John Prine's early work, like Paradise and Sam Stone, are similar to the irrecoverable fire that Dylan had in the early '60s. Once full of desire, pain and craving, John Prine has, with age, mellowed into a warmer and more comfortable singer. The lyrics are gentler and so is his voice, but he stills plays beautiful country/bluegrass behind richly poetic lyrics. Most songs walk the line between Johnny Cash and pure twang, but two are electric guitar rock n' roll (again, think Dylan).
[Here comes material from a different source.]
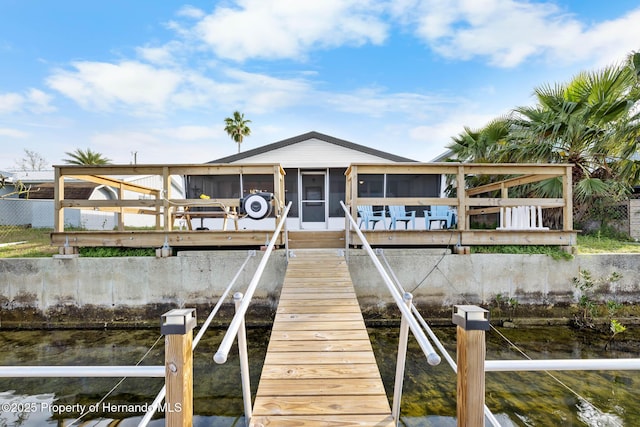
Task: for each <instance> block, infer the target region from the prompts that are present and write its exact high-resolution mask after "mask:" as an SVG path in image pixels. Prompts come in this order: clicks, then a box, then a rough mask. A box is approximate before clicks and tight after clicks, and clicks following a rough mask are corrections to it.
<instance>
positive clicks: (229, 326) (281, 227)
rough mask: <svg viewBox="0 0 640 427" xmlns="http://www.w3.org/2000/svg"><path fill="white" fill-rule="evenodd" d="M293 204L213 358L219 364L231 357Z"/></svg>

Fair & Square has a lot of nostalgia, as on "Long Monday" - "We made love in every way love can be made, / and we made time look like time could never of played" - and echoed on "My Darlin' Hometown" ("Faraway me, hung up on a sweet memory"). Still, the record has deep frustration, like "Taking a Walk" (and just getting by) and humor such as "Other Side of Town." "Safety Joe" is a gold-nugget of a story, telling us of a man who "wore a seatbelt `round his heart," while on "Some Humans Ain't Human" Prine is as political as ever, deriding "that cowboy from Texas."

Much of John Prine's music is thinly veiled autobiography: "Get along with it all / where the people say y'all / sing a song with a friend / change the shape that I'm in / get back in the game / start playin' again." This seems to be just what he's doing and most of us are glad for it.